Fifteen countries in Asia-Pacific are set to finalize negotiations on Sunday and sign what could become the largest free trade agreement. It would cover nearly a third of the global population. Moreover, about 30% of its global gross domestic product.
At the end of a four-day ASEAN summit in Hanoi, the Regional Comprehensive Economic Partnership (RCEP) could be approved. It will progressively lower tariffs.
Its objective is to counter protectionism and boost investment. This will allow freer movement of goods within the region.
What gave impetus to complete RCEP, includes a U.S.-China trade war and U.S. President Donald Trump’s “America First” retreat. That was from predecessor Barack Obama’s “pivot” towards Asia. Widely, it is viewed as a chance for Beijing to set the regional trade agenda in Washington’s absence.
However, the U.S. election win by Democrat Joe Biden could challenge that. The president-elect was signalling a return to stronger U.S. multilateralism.
The Regional Comprehensive Economic Partnership
Among the countries included in the RCEP are China, Japan, South Korea, Australia, New Zealand and 10 ASEAN members. The ASEAN members included are Brunei, Vietnam, Laos, Cambodia, Thailand, Myanmar, Malaysia, Singapore, Indonesia and the Philippines.
In earlier discussions, India was involved, but the country opted out last year.
The members already have various bilateral or multilateral agreements in place. That is one of the deal’s biggest draws. RCEP builds on those foundations.
It’ll allow for one set of rules of origin to qualify for reduction of tariffs with other members of RCEP. A common set of regulations means less procedures thus movements of goods will be easier.

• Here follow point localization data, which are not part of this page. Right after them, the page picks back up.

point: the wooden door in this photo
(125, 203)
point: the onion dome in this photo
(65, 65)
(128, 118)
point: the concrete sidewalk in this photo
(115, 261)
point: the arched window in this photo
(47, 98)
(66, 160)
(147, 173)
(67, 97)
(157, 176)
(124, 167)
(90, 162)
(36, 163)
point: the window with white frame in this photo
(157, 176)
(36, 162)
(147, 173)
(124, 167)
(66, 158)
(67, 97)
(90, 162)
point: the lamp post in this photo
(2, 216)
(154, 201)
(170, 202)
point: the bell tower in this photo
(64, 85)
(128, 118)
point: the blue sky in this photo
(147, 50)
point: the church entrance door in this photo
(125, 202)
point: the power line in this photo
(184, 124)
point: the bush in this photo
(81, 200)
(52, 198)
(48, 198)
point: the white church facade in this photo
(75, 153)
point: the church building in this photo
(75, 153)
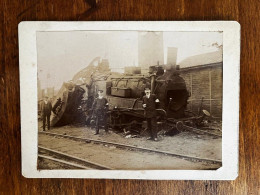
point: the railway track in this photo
(135, 148)
(68, 160)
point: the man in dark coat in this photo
(46, 112)
(149, 105)
(99, 107)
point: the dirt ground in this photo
(116, 158)
(184, 143)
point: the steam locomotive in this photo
(124, 92)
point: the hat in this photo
(147, 89)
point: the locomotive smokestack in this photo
(172, 57)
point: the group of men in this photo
(150, 102)
(100, 107)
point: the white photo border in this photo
(230, 112)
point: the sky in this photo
(60, 55)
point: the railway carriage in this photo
(124, 92)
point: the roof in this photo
(202, 59)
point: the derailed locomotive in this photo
(124, 93)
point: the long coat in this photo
(150, 109)
(46, 108)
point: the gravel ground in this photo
(116, 158)
(184, 143)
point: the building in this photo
(150, 49)
(203, 76)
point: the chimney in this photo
(172, 56)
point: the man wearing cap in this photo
(99, 107)
(149, 105)
(46, 112)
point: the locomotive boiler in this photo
(124, 92)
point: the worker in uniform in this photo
(46, 112)
(149, 105)
(99, 108)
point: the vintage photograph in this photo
(129, 100)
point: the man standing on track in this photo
(46, 112)
(99, 107)
(149, 105)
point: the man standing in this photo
(46, 112)
(149, 105)
(99, 107)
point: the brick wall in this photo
(204, 82)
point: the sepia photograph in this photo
(143, 99)
(129, 100)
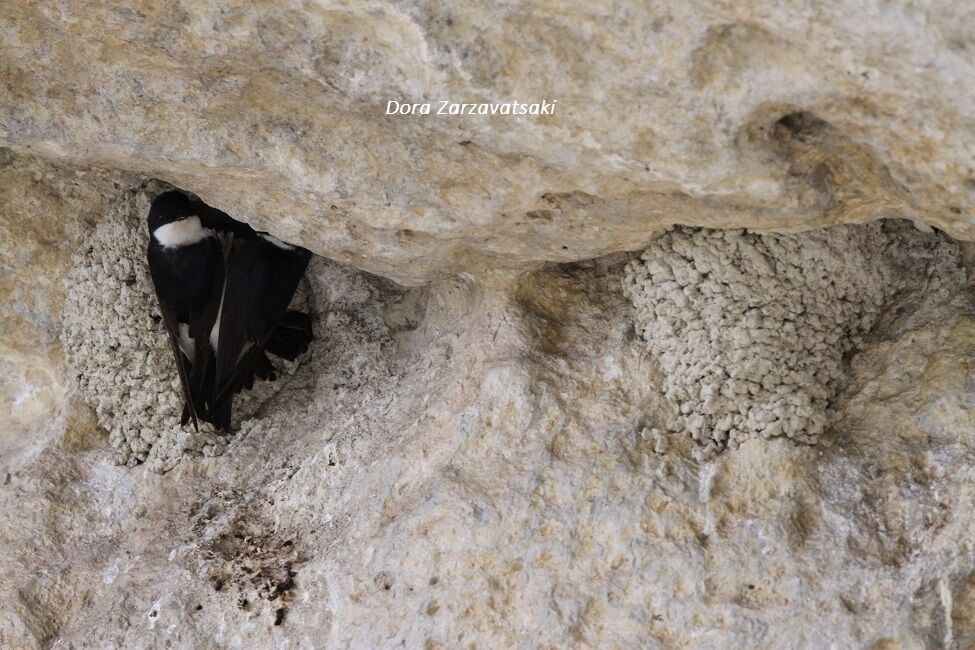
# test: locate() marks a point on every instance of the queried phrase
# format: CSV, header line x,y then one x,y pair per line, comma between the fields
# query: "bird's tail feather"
x,y
291,337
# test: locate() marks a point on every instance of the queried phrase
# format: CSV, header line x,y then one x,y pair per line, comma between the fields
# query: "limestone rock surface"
x,y
666,114
468,456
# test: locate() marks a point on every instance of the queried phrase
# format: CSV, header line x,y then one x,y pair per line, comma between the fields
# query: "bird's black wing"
x,y
195,301
261,280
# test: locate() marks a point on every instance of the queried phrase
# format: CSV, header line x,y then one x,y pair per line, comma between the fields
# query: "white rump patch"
x,y
181,233
277,242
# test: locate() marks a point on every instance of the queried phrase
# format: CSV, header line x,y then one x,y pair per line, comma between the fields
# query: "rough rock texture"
x,y
470,461
751,331
275,110
118,351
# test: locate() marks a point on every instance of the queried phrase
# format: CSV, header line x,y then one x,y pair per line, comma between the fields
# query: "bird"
x,y
223,289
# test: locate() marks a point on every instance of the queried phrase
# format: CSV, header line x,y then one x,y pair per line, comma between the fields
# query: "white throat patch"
x,y
181,233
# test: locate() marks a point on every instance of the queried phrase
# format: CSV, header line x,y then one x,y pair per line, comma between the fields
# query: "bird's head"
x,y
167,208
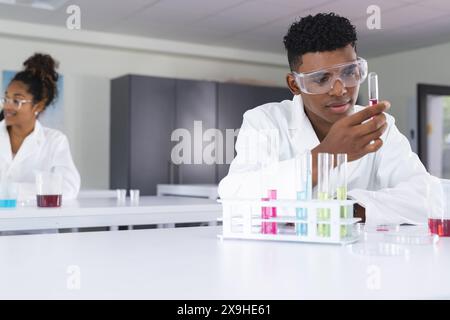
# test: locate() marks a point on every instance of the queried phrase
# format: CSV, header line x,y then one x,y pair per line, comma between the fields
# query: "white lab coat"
x,y
391,183
44,149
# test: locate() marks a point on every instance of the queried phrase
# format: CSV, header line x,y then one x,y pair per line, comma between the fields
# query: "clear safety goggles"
x,y
350,74
15,103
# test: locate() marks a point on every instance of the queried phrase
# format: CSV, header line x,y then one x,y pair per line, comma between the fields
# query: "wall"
x,y
399,75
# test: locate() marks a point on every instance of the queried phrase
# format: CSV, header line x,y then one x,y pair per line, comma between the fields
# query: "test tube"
x,y
341,188
323,190
373,88
304,181
332,191
272,194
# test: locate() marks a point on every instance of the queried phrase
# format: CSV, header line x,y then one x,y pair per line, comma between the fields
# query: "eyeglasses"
x,y
16,103
322,81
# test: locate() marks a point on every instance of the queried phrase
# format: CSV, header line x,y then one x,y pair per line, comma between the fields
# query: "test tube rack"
x,y
242,220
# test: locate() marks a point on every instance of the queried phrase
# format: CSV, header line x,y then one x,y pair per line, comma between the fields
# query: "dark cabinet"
x,y
142,120
145,111
196,106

Furthermore, this encourages multinational firms to invest more in the region. That includes building supply chains and distribution hubs.
Its Geopolitical Significance
The idea came up in 2012 as a way for China to counter growing U.S. influence in the Asia-Pacific under Obama. China is the region’s biggest importer and exporter.
Talks for a U.S.-led “mega-regional accord” were making strong progress and China was not among its 12 members. Back then it was known as the Trans-Pacific Partnership (TPP) – Obama’s signature trade deal.
It was when Trump withdrew the United States from the TPP in 2017 that momentum behind RCEP grew. It took away its main architect and two-thirds of the bloc’s combined $27 trillion GDP.
Comprehensive and Progressive Agreement for Trans-Pacific Partnership (CPTPP) became its new name, and it includes seven RCEP members.
China is the key source of imports and main export destination for most RCEP members. It stands to benefit and is well positioned to shape the trade rules. Moreover, to expand its influence in the Asia-Pacific, which was what Obama had openly sought to prevent.